9 responses to “KOLYMA STORIES – Varlam Shalamov (1954-1965, transl. 2018) & TELLURIA – Vladimir Sorokin (2013, transl. 2022)

  1. You clearly got a lot from the Shalamov, and I wouldn’t quibble with any of the observations you made but I would have difficulties with the inexorable cruelty of the gulag system. Dostoyevsky’s The House of the Dead, which I read fifty years ago, gave me enough of an inkling of the sadism of Russia’s punitive system. And I’d give the Sorokin a miss, except this time for all the reasons you cogently give!

    Liked by 1 person

    • I’ve read that Dostoyevsky too, over 20 years ago. I only remember I liked it a lot, and the fact that it wasn’t half as brutal as Shalamov’s book. Or maybe not brutal, but simply objective, clinical, matter of fact. It’s also a bigger book, documenting a lot more. I think Shalamov mentions Dostoyevsky to in the book, just a few lines, but I basically forgot what he said. Iirc, it was rather dismissive, in the sense that he was too positive about camp life, but don’t quote me on that.

      Liked by 1 person

  2. I am familiar with Sorokin from his ICE trilogy, also published by NYRB. Needless to say I jumped ship at 600 page mark.

    Liked by 1 person

  3. After reading Gulag Archipelago, I think my time of russian non-fiction is done. Kolyma sounds absolutely brutalizing.

    On a side note.

    I came over to read this past and glanced at your side bar. What did I see? Your “Currently Reading” widget. And what was in it? A book by Moshfegh. I laughed my head off 😀

    I’ll try to write something in that email. just be aware that it’s going to be a very slow process due to life circumstances at the moment.

    Liked by 1 person

    • Yeah, it was your review of Lapvona that triggered me to try her previous book – I’d been wanting to for quite some time, so I thought it was a good excuse. I guess my regular readers wanting reviews of speculative fiction will have to wait a bit longer for their dose. Take your time, I’d rather have a thoughtful discussion than a quick and vapid one.
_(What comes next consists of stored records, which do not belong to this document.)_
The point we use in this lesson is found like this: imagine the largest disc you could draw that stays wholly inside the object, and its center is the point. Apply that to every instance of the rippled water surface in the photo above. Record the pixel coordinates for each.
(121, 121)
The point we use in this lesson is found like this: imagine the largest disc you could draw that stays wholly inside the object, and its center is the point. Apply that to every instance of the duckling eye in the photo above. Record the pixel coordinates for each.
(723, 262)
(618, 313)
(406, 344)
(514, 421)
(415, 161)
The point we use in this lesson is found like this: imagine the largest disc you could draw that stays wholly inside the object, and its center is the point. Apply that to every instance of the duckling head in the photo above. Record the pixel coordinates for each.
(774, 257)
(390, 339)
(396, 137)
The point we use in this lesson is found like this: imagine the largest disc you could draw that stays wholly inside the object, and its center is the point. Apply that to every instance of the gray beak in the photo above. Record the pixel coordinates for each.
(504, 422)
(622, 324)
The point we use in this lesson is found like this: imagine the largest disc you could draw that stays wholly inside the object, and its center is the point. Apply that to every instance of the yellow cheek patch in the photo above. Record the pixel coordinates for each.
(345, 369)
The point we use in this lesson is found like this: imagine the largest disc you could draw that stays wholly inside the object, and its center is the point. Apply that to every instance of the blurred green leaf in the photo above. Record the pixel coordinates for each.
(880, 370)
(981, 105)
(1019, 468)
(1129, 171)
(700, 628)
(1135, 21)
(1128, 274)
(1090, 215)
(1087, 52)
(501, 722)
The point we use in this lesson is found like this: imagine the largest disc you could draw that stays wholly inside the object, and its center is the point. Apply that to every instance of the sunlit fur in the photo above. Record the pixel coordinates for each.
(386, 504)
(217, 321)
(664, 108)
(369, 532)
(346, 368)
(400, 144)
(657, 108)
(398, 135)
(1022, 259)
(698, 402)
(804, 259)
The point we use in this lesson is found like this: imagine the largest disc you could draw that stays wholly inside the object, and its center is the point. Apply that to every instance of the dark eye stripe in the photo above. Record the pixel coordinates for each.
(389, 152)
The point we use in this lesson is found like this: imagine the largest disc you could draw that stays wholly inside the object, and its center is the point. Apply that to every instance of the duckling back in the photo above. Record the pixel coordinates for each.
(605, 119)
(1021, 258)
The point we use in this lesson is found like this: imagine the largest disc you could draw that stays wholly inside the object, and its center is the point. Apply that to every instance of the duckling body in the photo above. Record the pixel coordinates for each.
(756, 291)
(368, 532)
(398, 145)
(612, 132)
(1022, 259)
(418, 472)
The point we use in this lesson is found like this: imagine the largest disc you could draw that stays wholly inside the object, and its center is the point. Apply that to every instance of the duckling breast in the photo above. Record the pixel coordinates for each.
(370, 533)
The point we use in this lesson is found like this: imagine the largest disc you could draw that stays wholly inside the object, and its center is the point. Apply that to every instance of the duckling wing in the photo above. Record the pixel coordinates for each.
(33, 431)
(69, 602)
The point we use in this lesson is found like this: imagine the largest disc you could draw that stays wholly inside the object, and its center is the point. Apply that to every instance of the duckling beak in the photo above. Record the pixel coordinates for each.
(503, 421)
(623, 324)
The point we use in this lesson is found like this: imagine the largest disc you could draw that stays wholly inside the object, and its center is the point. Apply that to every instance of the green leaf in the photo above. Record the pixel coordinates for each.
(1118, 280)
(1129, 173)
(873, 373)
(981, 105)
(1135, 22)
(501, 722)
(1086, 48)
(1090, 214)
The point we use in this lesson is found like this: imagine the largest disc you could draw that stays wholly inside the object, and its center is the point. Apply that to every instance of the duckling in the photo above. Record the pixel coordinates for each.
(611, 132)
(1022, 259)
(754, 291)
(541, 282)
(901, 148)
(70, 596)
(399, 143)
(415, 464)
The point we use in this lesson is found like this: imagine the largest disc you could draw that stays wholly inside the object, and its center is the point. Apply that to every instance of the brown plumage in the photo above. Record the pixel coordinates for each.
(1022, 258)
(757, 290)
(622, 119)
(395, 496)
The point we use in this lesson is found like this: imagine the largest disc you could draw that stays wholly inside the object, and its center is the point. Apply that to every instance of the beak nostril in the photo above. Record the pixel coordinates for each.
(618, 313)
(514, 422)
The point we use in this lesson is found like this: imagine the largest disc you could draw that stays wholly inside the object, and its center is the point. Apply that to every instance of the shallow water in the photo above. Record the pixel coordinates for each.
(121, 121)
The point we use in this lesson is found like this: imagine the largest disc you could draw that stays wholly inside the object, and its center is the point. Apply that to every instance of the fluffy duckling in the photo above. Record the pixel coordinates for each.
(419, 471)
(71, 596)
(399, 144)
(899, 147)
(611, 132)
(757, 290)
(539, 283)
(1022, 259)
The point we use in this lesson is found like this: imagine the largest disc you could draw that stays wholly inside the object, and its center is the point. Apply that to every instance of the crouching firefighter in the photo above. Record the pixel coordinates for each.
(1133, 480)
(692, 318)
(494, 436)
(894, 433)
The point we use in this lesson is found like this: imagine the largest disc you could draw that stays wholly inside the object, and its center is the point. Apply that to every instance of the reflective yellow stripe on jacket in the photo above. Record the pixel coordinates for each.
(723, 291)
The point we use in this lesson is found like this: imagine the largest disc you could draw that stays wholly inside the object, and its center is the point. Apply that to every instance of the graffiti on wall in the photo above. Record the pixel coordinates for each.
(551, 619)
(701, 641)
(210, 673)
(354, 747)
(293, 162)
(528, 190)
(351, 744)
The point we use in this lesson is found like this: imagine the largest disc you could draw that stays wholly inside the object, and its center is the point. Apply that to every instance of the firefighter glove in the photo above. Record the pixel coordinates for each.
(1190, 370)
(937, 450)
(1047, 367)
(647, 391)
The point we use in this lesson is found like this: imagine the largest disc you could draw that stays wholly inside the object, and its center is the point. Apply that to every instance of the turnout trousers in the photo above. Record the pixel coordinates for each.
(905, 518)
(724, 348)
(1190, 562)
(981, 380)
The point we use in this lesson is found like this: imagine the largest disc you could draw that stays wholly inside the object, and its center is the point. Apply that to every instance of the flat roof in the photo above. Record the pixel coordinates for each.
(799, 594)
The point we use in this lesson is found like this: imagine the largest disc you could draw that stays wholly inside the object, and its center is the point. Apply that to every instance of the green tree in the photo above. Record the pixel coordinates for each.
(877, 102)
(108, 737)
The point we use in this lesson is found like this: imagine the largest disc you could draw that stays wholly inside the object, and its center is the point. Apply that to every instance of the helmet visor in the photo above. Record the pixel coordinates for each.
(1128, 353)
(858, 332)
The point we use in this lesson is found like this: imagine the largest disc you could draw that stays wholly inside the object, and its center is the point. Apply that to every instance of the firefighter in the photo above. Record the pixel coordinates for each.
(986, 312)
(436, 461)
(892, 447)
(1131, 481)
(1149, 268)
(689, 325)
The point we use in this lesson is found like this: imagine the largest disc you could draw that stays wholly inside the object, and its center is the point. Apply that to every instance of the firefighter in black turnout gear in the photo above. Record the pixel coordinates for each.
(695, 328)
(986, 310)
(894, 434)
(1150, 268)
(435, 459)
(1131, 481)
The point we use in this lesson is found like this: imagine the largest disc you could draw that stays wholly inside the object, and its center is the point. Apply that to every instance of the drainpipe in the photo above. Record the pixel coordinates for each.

      And I can understand having enough of gulag literature after one book. I haven’t read the Gulag Archipelago, we’ll see if I ever get to it, but funnily enough, my copy of Shalamov sits next to another of Solzhenitsyn’s titles, a play that’s also set in the camps, namely “The Love-Girl and the Innocent”, which in Dutch has a much more striking title, “De Kamphoer en de Simpele Ziel”, which translates to something like ” The Campwhore and the Simple Soul”.

      The subject of the gulag and, in general, cruelty inflicted by humans on other humans will probably never stop to hold my interest. I’ve visited Auschwitz in 2005, and that was a much more profound experience than I could have imagined beforehand. It’s a puzzling affair, the battle between nihilism and hope.

      Liked by 2 people

    • As for hope: I do genuinely hope life isn’t too hard for you both at the moment.

      Liked by 1 person

  4. Your reviews are so well written, I enjoy them always and read them with alacrity.
    I’m glad you explained the nature of these two books. Thanks for the quotes and your notes, they gave me pause and reminded me of the many blessings I enjoy.